- Born: c. 1955
- Education: Melbourne University New York University Stern School of Business
- Scientific career
- Fields: Computer Science

= Peter Weill =

Australian computer scientist

Peter Weill (born c. 1955) is an Australian computer scientist and organizational theorist, Professor of Information Systems Research at the MIT Sloan School of Management, and chairman of the MIT Center for Information Systems Research (CISR).

== Biography ==
After receiving his BE with honours from Melbourne University in 1978 and his MBA in 1984, Weill proceeded to study management information systems at the New York University Stern School of Business, where he received his M.Phil in 1987, and his PhD in 1988.
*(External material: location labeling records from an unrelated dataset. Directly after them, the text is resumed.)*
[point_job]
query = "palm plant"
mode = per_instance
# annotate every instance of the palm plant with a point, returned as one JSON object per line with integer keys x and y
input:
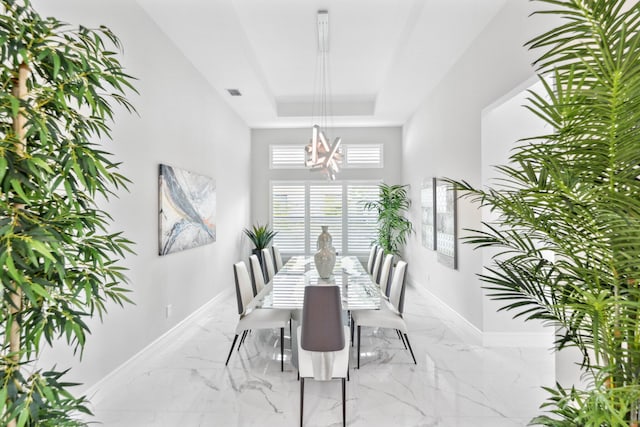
{"x": 393, "y": 226}
{"x": 568, "y": 230}
{"x": 260, "y": 235}
{"x": 59, "y": 262}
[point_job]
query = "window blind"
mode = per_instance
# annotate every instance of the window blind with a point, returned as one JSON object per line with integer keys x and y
{"x": 361, "y": 223}
{"x": 288, "y": 217}
{"x": 325, "y": 208}
{"x": 299, "y": 210}
{"x": 291, "y": 156}
{"x": 362, "y": 156}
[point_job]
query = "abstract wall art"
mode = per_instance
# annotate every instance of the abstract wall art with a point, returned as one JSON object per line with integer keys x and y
{"x": 446, "y": 242}
{"x": 187, "y": 210}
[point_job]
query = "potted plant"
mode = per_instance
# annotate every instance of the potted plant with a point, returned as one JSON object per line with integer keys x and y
{"x": 568, "y": 231}
{"x": 60, "y": 264}
{"x": 261, "y": 236}
{"x": 393, "y": 226}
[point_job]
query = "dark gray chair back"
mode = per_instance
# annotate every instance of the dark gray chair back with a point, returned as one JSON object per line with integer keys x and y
{"x": 322, "y": 326}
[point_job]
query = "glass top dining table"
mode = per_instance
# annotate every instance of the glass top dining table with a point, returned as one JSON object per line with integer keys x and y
{"x": 286, "y": 289}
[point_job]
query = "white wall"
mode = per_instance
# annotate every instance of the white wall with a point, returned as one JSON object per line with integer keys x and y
{"x": 443, "y": 138}
{"x": 261, "y": 175}
{"x": 184, "y": 123}
{"x": 503, "y": 123}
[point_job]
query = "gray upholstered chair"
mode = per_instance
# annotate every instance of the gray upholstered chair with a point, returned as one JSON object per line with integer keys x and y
{"x": 383, "y": 278}
{"x": 256, "y": 318}
{"x": 377, "y": 263}
{"x": 269, "y": 268}
{"x": 277, "y": 258}
{"x": 257, "y": 274}
{"x": 372, "y": 257}
{"x": 390, "y": 313}
{"x": 322, "y": 350}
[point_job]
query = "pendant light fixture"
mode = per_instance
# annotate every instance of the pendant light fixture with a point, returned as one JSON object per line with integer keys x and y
{"x": 321, "y": 155}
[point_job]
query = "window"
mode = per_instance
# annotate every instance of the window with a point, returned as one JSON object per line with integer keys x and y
{"x": 292, "y": 156}
{"x": 288, "y": 217}
{"x": 362, "y": 156}
{"x": 299, "y": 209}
{"x": 286, "y": 156}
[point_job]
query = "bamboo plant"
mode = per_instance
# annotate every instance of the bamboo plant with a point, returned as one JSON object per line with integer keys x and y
{"x": 393, "y": 227}
{"x": 59, "y": 260}
{"x": 568, "y": 205}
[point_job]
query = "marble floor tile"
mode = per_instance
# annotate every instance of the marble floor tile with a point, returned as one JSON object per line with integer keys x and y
{"x": 456, "y": 383}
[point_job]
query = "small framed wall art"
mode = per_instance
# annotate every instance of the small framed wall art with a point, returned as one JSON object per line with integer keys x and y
{"x": 427, "y": 210}
{"x": 446, "y": 223}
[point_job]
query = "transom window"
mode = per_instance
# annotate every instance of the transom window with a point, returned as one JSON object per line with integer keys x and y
{"x": 292, "y": 156}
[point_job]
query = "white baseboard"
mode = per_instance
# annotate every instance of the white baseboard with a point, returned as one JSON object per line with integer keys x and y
{"x": 517, "y": 339}
{"x": 180, "y": 326}
{"x": 473, "y": 334}
{"x": 484, "y": 338}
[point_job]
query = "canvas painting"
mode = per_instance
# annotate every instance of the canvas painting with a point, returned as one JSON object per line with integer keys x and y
{"x": 187, "y": 210}
{"x": 446, "y": 243}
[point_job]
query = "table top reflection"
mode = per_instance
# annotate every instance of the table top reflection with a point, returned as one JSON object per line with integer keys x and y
{"x": 286, "y": 289}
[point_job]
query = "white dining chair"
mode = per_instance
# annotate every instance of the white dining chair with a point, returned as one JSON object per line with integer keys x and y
{"x": 323, "y": 353}
{"x": 372, "y": 258}
{"x": 390, "y": 313}
{"x": 256, "y": 318}
{"x": 377, "y": 263}
{"x": 383, "y": 278}
{"x": 277, "y": 258}
{"x": 269, "y": 268}
{"x": 256, "y": 274}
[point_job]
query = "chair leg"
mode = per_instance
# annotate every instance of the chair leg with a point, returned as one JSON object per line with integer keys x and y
{"x": 244, "y": 335}
{"x": 406, "y": 337}
{"x": 281, "y": 349}
{"x": 359, "y": 346}
{"x": 231, "y": 351}
{"x": 352, "y": 328}
{"x": 301, "y": 399}
{"x": 402, "y": 338}
{"x": 344, "y": 401}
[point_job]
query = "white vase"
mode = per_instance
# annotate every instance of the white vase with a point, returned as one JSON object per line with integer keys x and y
{"x": 325, "y": 258}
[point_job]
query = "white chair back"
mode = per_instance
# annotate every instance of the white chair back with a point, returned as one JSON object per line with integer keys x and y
{"x": 244, "y": 291}
{"x": 267, "y": 259}
{"x": 256, "y": 272}
{"x": 372, "y": 257}
{"x": 277, "y": 258}
{"x": 396, "y": 289}
{"x": 269, "y": 269}
{"x": 383, "y": 280}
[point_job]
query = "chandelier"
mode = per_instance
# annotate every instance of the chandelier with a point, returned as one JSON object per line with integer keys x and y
{"x": 321, "y": 155}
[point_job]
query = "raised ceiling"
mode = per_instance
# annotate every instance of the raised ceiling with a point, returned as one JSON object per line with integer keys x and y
{"x": 384, "y": 58}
Weill started his academic career at the Melbourne University, where he was Professor of Management Information Systems and Director of its Centre for Management of Information Technology (CMIT) at the Melbourne Business School (MBS). In July 2000 he joined Sloan as Director of the MIT Center for Information Systems Research, where July 2008 he was succeeded by Jeanne W. Ross, and Weill became chairman of the CISR.
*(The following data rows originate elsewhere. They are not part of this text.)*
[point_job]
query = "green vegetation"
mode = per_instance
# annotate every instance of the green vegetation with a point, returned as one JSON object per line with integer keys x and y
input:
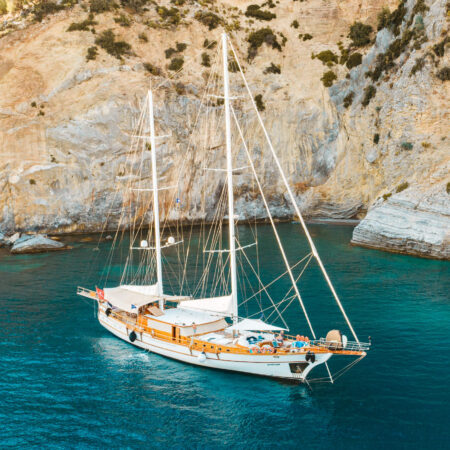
{"x": 258, "y": 38}
{"x": 355, "y": 59}
{"x": 259, "y": 102}
{"x": 369, "y": 93}
{"x": 273, "y": 68}
{"x": 206, "y": 60}
{"x": 149, "y": 67}
{"x": 402, "y": 187}
{"x": 383, "y": 18}
{"x": 444, "y": 74}
{"x": 348, "y": 99}
{"x": 143, "y": 37}
{"x": 179, "y": 47}
{"x": 45, "y": 8}
{"x": 92, "y": 53}
{"x": 84, "y": 25}
{"x": 360, "y": 34}
{"x": 123, "y": 20}
{"x": 439, "y": 48}
{"x": 3, "y": 7}
{"x": 406, "y": 145}
{"x": 258, "y": 13}
{"x": 99, "y": 6}
{"x": 170, "y": 16}
{"x": 169, "y": 52}
{"x": 208, "y": 19}
{"x": 327, "y": 57}
{"x": 209, "y": 44}
{"x": 176, "y": 64}
{"x": 328, "y": 78}
{"x": 107, "y": 41}
{"x": 418, "y": 66}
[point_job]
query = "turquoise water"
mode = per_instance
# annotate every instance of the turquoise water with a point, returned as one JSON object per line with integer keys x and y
{"x": 66, "y": 382}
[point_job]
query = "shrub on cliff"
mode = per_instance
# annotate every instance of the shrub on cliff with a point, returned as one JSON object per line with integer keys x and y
{"x": 258, "y": 13}
{"x": 328, "y": 78}
{"x": 3, "y": 7}
{"x": 123, "y": 20}
{"x": 84, "y": 25}
{"x": 108, "y": 42}
{"x": 92, "y": 53}
{"x": 170, "y": 16}
{"x": 360, "y": 34}
{"x": 383, "y": 18}
{"x": 149, "y": 67}
{"x": 273, "y": 68}
{"x": 99, "y": 6}
{"x": 369, "y": 93}
{"x": 402, "y": 187}
{"x": 327, "y": 57}
{"x": 208, "y": 19}
{"x": 45, "y": 8}
{"x": 206, "y": 60}
{"x": 348, "y": 99}
{"x": 176, "y": 64}
{"x": 258, "y": 38}
{"x": 354, "y": 60}
{"x": 259, "y": 102}
{"x": 444, "y": 74}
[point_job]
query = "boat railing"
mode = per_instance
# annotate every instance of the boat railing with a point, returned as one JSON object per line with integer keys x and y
{"x": 334, "y": 345}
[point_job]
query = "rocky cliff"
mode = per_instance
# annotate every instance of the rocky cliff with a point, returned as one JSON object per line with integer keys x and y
{"x": 68, "y": 107}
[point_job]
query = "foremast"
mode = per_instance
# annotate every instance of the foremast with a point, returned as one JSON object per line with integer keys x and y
{"x": 232, "y": 235}
{"x": 155, "y": 201}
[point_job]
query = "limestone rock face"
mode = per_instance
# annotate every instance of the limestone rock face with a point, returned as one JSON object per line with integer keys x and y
{"x": 65, "y": 122}
{"x": 35, "y": 244}
{"x": 413, "y": 221}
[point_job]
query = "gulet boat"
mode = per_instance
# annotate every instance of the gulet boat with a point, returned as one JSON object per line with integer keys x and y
{"x": 211, "y": 330}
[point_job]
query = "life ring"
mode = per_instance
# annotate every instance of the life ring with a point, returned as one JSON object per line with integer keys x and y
{"x": 132, "y": 336}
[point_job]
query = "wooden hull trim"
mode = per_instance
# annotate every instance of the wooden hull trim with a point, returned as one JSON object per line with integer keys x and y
{"x": 287, "y": 366}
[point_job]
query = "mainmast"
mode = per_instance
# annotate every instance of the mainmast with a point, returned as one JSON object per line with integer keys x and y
{"x": 232, "y": 235}
{"x": 155, "y": 201}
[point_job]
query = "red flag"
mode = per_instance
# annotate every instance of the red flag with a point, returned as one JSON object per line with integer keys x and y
{"x": 100, "y": 293}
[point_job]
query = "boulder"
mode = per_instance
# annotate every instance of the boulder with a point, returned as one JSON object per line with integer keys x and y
{"x": 12, "y": 239}
{"x": 36, "y": 244}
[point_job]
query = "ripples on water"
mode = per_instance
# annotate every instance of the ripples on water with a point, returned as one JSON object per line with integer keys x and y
{"x": 66, "y": 382}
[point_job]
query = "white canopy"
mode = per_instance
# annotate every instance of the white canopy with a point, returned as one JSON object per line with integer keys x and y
{"x": 254, "y": 325}
{"x": 220, "y": 305}
{"x": 130, "y": 298}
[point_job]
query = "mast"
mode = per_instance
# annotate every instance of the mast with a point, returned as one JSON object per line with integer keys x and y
{"x": 232, "y": 236}
{"x": 155, "y": 200}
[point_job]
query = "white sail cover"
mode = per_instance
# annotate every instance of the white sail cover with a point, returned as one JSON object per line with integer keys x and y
{"x": 130, "y": 298}
{"x": 254, "y": 325}
{"x": 220, "y": 305}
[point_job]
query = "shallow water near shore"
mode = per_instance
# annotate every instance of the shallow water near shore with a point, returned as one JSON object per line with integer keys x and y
{"x": 67, "y": 382}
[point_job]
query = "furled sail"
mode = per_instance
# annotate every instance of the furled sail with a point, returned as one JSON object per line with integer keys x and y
{"x": 132, "y": 297}
{"x": 220, "y": 305}
{"x": 254, "y": 325}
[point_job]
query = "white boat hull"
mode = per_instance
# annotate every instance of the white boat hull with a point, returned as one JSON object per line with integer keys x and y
{"x": 270, "y": 365}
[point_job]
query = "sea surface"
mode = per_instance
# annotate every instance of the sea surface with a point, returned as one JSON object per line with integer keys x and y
{"x": 65, "y": 382}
Weill was awarded the Library Journal of America’s best business book of the year award for his 2001 Place to Space: Migrating to eBusiness Models. In 2007 Weill also received the MIT Sloan Outstanding Teacher Award. In 2008 he was recognized by Ziff Davis as one of the "Top 100 Most Influential People in IT" and the top academic in the field.

==Selected publications==
- Weill, Peter, and Michael R. Vitale. Place to space: Migrating to eBusiness Models. Harvard Business Press, 2001.
- Weill, Peter, and Jeanne W. Ross. IT governance: How top performers manage IT decision rights for superior results. Harvard Business Press, 2004.
- Ross, Jeanne W., Peter Weill, and David C. Robertson. Enterprise architecture as strategy: Creating a foundation for business execution. Harvard Business Press, 2006.

Articles, a selection:
- Weill, Peter. "The relationship between investment in information technology and firm performance: a study of the valve manufacturing sector." Information Systems Research 3.4 (1992): 307-333.
- Broadbent, Marianne, and Peter Weill. "Management by maxim: how business and IT managers can create IT infrastructures ." Sloan management review 38 (1997): 77-92.
- Broadbent, Marianne, Peter Weill, and Don St. Clair. "The implications of information technology infrastructure for business process redesign." MIS Quarterly (1999): 159-182.